Drei Pfade zum Geld: Aufträge, Community, Content. Jeder einzeln aufgedröselt.
2. Was Augur ist: 18 Investoren-Persönlichkeiten in einem Workflow
Augur auf einen Satz: Multi-Agent-System für Investmentanalyse. Das README ist ehrlich – Buffett, Dalio, Duan Yongping und Cathie Wood in einen Raum setzen, sie werden sich nie einig. Genau das ist der Punkt.
⚠️ Zahlen-Hinweis: README-Titel, Badges und Fließtext nennen konsistent „18 Investoren-Legenden”, die Repo-Beschreibung (About) spricht von „13 virtuellen Investoren-Legenden”. Dieser Artikel folgt der 18er-Lesart aus dem README, die About-Zahl gilt wie im Repo angezeigt.
Die 18 Legenden sind in vier Lager sortiert:
- 🏦 Klassisches Value-Investing: Buffett, Graham, Munger, Philip Fisher
- 🚀 Growth & Innovation: Peter Lynch, Cathie Wood, Peter Thiel, Leopold Aschenbrenner
- 🌍 Makro & Zyklen: Ray Dalio, George Soros, Howard Marks, ARPS (Crypto/Gold)
- 🇨🇳 China-Value: Duan Yongping, Zhang Lei (Hillhouse), Li Lu (Himalaya), Dan Bin (Dongfang Gangwan)
- ⚙️ Spezialstrategien: Serenity (KI-Infrastruktur-Lieferkette), BTCdayu (Krypto)
Die China-Legenden reden durchgehend Chinesisch – Pflicht für alle, die A-Aktien, Hongkong-Titel oder China-Konzepte an der US-Börse handeln.
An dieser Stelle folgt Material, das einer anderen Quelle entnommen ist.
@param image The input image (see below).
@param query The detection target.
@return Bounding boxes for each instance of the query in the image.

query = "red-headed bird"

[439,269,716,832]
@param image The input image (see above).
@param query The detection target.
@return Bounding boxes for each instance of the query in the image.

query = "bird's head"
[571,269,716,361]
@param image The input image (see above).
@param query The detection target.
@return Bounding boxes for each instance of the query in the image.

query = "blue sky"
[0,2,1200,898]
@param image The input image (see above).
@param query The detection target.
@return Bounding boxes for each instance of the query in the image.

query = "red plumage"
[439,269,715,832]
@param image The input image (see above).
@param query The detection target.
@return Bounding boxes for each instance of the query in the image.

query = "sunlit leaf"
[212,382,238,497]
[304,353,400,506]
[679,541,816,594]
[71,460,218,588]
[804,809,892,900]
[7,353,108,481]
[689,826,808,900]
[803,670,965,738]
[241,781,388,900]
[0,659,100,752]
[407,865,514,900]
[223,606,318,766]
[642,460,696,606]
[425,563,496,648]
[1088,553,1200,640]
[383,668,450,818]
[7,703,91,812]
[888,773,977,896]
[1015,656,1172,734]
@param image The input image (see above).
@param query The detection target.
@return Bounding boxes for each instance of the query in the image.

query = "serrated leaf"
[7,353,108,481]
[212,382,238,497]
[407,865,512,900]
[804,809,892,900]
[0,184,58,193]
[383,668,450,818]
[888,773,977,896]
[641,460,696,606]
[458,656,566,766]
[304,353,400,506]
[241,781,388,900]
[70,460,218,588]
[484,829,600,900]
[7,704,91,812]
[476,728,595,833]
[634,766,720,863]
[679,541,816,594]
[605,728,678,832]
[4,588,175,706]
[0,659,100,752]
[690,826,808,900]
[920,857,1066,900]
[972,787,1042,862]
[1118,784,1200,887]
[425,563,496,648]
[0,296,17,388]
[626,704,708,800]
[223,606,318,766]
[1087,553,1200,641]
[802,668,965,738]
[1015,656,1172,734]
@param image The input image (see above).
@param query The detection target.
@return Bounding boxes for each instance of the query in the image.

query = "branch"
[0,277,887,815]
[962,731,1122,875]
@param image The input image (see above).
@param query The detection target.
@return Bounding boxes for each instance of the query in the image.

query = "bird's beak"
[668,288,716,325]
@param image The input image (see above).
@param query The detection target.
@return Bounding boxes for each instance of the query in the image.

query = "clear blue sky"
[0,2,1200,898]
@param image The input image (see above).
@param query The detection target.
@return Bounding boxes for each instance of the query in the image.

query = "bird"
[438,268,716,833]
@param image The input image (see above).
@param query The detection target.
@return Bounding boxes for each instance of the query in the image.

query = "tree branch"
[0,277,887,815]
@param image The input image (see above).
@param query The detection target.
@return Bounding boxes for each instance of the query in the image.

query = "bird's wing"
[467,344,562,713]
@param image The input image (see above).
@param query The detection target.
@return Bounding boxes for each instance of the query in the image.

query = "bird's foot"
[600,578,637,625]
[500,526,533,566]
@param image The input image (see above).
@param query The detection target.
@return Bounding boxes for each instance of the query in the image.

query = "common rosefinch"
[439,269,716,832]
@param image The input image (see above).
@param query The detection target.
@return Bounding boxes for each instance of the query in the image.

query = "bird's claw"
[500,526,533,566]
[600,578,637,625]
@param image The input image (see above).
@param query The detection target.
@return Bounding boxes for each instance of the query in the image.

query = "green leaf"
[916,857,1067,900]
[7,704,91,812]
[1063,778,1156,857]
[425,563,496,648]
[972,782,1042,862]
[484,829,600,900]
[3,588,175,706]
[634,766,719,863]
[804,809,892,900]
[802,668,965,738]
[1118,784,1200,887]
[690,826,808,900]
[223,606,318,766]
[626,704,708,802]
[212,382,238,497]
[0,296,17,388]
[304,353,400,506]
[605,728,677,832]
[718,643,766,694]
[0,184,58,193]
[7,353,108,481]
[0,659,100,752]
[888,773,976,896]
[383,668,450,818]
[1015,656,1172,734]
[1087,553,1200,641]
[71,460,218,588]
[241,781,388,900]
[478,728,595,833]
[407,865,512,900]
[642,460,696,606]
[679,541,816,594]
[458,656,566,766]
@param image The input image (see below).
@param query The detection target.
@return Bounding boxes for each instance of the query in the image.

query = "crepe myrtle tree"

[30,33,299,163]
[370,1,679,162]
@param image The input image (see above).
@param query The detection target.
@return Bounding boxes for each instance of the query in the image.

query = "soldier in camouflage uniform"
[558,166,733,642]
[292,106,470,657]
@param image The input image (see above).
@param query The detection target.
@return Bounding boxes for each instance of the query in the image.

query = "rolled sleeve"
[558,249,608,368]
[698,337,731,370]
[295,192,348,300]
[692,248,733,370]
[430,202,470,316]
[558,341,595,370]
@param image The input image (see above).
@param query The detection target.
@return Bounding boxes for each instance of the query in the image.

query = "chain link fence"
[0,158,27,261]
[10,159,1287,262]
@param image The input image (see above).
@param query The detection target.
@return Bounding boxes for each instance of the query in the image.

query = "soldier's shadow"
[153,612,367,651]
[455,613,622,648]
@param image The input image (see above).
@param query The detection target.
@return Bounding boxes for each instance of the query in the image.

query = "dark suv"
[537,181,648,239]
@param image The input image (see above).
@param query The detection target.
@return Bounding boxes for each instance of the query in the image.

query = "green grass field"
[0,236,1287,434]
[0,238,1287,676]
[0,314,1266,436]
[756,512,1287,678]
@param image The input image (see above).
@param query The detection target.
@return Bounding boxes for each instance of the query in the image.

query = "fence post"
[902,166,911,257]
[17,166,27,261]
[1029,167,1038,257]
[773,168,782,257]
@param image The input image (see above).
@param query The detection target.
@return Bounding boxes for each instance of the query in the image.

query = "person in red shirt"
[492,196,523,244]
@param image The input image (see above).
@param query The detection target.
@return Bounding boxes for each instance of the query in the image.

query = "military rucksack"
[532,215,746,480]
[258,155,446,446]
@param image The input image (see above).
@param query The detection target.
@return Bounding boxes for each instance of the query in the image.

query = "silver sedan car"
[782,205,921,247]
Pro Aktie spuckt das System fünf Dinge aus: Augur-Score (0–10) plus BUY/NEUTRAL/SELL-Signal, Kelly-Positionsempfehlung (mathematisch saubere Positionsgröße basierend auf Trefferquote) auf Basis gewichteten Konsenses, Einzeiler-Urteil (The Oracle of Augur), Bull/Bear-Verteilung (z. B. 13 Bullish / 5 Neutral / 0 Bearish) und die Argumente jedes einzelnen Analysten.
Am wertvollsten ist der „Investmentausschuss”-Modus: Fünf Presets – Klassik-Value, China-Value, Makro-Allwetter, Innovation-Growth, Gesamtausschuss – plus freie Auswahl. Beispiel: „Wird der Burggraben breiter oder enger?” – Buffett, Munger und Duan Yongping antworten parallel, das System gießt alles in ein strukturiertes Urteil.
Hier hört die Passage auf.